Contributing a new pathway reconstruction algorithm summary

  1. Open a GitHub issue to propose adding a new algorithm and discuss it with the SPRAS maintainers
  2. Add a new subdirectory to docker-wrappers with the name <algorithm>, write a Dockerfile to build an image for <algorithm>, and include any other files required to build that image in the subdirectory
  3. Build and push the Docker image to the reedcompbio Docker organization (SPRAS maintainer required)
  4. Add a new Python file src/<algorithm>.py to implement the wrapper functions for <algorithm>: specify the list of required_input files and the generate_inputs, run, and parse_output functions
  5. Import the new class in runner.py so the wrapper functions can be accessed
  6. Document the usage of the Docker wrapper and the assumptions made when implementing the wrapper
  7. Add example usage for the new algorithm and its parameters to the template config file
  8. Write test functions and provide example input data in a new test subdirectory test/<algorithm>
  9. Extend .github/workflows/test-spras.yml to pull and build the new Docker image

Pre-commit hooks

SPRAS uses pre-commit hooks to automatically catch certain types of formatting and programming errors in source files. Example errors include a yaml file that cannot be parsed or a local variable that is referenced before assignment. These tests are run automatically on every commit through the GitHub Actions. However, developers will benefit from setting up their environment to run the same tests locally while they modify the SPRAS source.

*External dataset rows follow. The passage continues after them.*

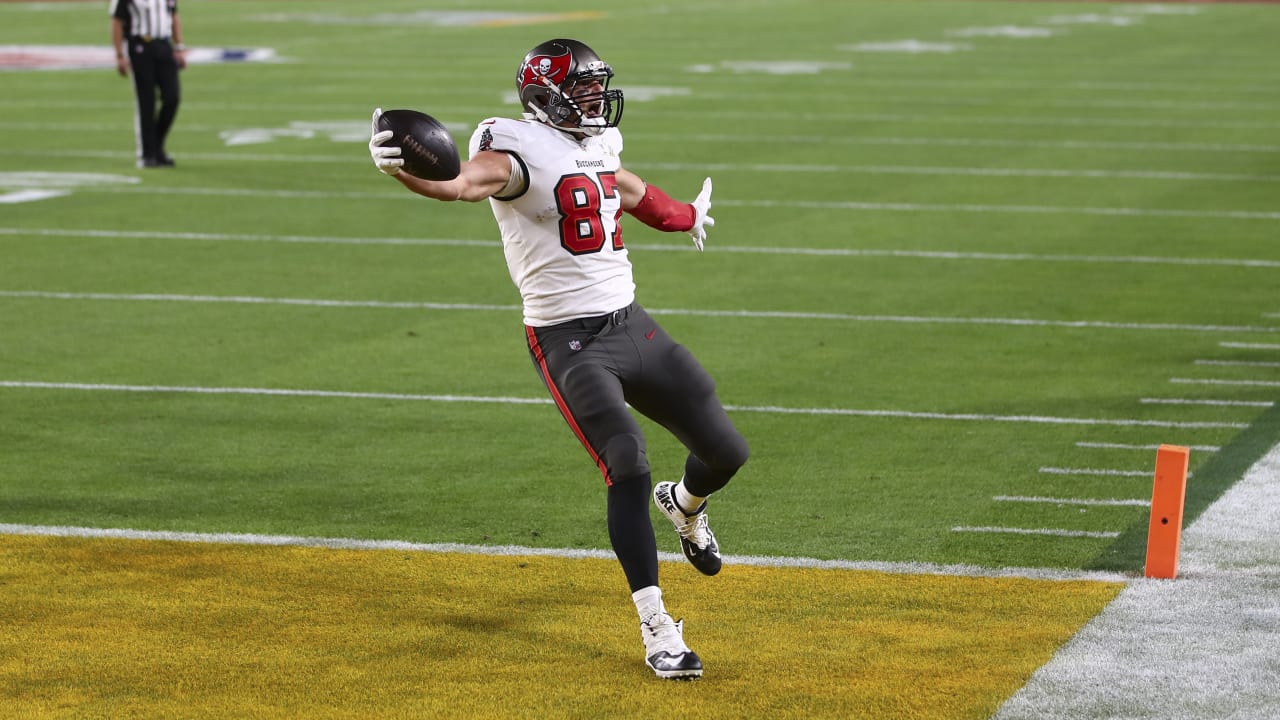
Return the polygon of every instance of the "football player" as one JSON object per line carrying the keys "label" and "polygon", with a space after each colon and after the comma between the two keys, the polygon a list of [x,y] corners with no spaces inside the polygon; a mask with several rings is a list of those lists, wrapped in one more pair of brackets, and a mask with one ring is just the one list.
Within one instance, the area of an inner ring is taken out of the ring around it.
{"label": "football player", "polygon": [[613,69],[576,40],[550,40],[520,64],[520,119],[476,127],[457,178],[426,181],[401,172],[401,147],[369,151],[379,170],[435,200],[488,200],[502,232],[507,268],[524,302],[525,336],[538,374],[568,427],[604,475],[607,521],[640,615],[645,662],[660,678],[696,678],[703,664],[684,642],[684,621],[667,612],[649,519],[645,438],[628,405],[687,448],[680,482],[652,497],[676,528],[689,561],[721,569],[707,521],[707,497],[746,462],[746,441],[716,395],[716,383],[635,299],[622,214],[666,232],[687,232],[701,250],[714,220],[712,181],[692,202],[672,200],[620,161],[622,91]]}

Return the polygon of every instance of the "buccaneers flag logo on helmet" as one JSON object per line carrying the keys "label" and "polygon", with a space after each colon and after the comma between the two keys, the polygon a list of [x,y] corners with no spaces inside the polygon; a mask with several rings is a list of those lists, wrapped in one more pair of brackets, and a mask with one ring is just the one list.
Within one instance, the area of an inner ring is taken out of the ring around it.
{"label": "buccaneers flag logo on helmet", "polygon": [[567,50],[563,55],[535,55],[526,60],[525,67],[520,69],[520,87],[545,85],[541,78],[559,86],[568,77],[568,68],[572,64],[573,58]]}

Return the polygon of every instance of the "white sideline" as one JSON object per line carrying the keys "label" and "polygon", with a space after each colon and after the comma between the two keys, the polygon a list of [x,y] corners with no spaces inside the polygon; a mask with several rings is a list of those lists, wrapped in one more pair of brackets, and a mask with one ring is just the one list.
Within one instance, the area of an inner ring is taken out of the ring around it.
{"label": "white sideline", "polygon": [[[566,557],[571,560],[613,559],[613,552],[608,550],[593,548],[524,547],[516,544],[419,543],[406,541],[264,536],[251,533],[177,533],[164,530],[132,530],[124,528],[78,528],[69,525],[18,525],[4,523],[0,523],[0,536],[120,538],[159,542],[326,547],[330,550],[397,550],[403,552]],[[658,559],[664,562],[685,562],[685,556],[675,552],[659,552]],[[979,565],[820,560],[817,557],[773,557],[759,555],[726,555],[723,561],[726,565],[754,565],[758,568],[813,568],[822,570],[864,570],[896,575],[1029,578],[1033,580],[1096,580],[1106,583],[1124,583],[1130,579],[1120,573],[1107,573],[1101,570],[1057,570],[1051,568],[983,568]]]}
{"label": "white sideline", "polygon": [[995,720],[1274,720],[1280,445],[1183,533],[1176,580],[1132,582]]}
{"label": "white sideline", "polygon": [[[127,386],[110,383],[67,383],[40,380],[0,380],[0,388],[17,389],[72,389],[86,392],[160,392],[195,395],[250,395],[271,397],[330,397],[342,400],[403,400],[412,402],[479,402],[498,405],[550,405],[549,397],[503,397],[480,395],[411,395],[398,392],[353,392],[334,389],[262,388],[262,387],[192,387],[192,386]],[[911,420],[952,420],[973,423],[1020,423],[1050,425],[1112,425],[1144,428],[1247,428],[1244,423],[1138,420],[1112,418],[1056,418],[1048,415],[983,415],[977,413],[918,413],[911,410],[863,410],[856,407],[781,407],[776,405],[726,405],[731,413],[762,413],[772,415],[831,415],[852,418],[900,418]],[[1102,470],[1102,473],[1112,473]],[[1116,470],[1120,473],[1120,470]],[[1146,470],[1124,471],[1147,474]]]}

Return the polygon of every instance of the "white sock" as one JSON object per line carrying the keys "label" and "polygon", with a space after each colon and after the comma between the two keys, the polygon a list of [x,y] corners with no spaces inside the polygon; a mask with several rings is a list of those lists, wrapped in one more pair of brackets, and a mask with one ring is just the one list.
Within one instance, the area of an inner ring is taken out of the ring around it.
{"label": "white sock", "polygon": [[689,492],[689,488],[685,487],[685,478],[680,478],[680,482],[676,483],[675,495],[676,505],[685,511],[685,515],[692,515],[699,507],[703,506],[703,502],[707,502],[705,497],[698,497],[696,495]]}
{"label": "white sock", "polygon": [[637,589],[631,593],[631,600],[636,603],[636,612],[640,614],[641,623],[659,612],[667,611],[667,609],[662,605],[662,588],[658,585],[649,585],[646,588]]}

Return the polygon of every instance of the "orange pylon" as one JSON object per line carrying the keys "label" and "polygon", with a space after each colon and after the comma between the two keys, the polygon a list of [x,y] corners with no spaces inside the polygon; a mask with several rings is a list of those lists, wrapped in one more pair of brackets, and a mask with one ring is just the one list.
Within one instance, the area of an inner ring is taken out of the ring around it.
{"label": "orange pylon", "polygon": [[1171,580],[1178,577],[1190,452],[1180,445],[1161,445],[1156,450],[1156,483],[1151,491],[1151,527],[1147,529],[1148,578]]}

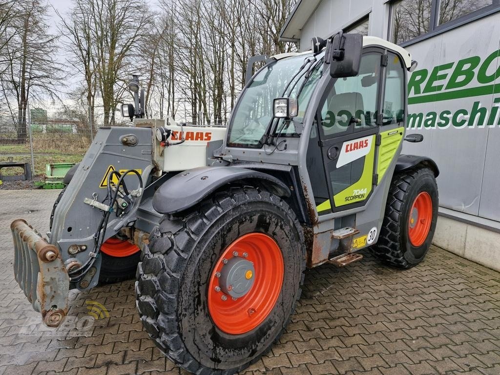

The pre-commit package is installed as part of the conda environment in environment.yml. From there, the pre-commit quick start guide explains two primary ways to use it locally:

  • run against all source files with pre-commit run --all-files to identify errors and automatically fix them when possible
  • configure git to run the hooks before every git commit so that a commit will only succeed if the tests pass, ensuring new errors are not introduced

Currently, SPRAS only enforces a small number of Python formatting conventions and runs a small number of tests. Additional hooks are available. These are configured in .pre-commit-config.yaml. SPRAS also runs ruff as part of the pre-commit hooks to perform the Python code analysis, which supports many more rules. These are configured in pyproject.toml.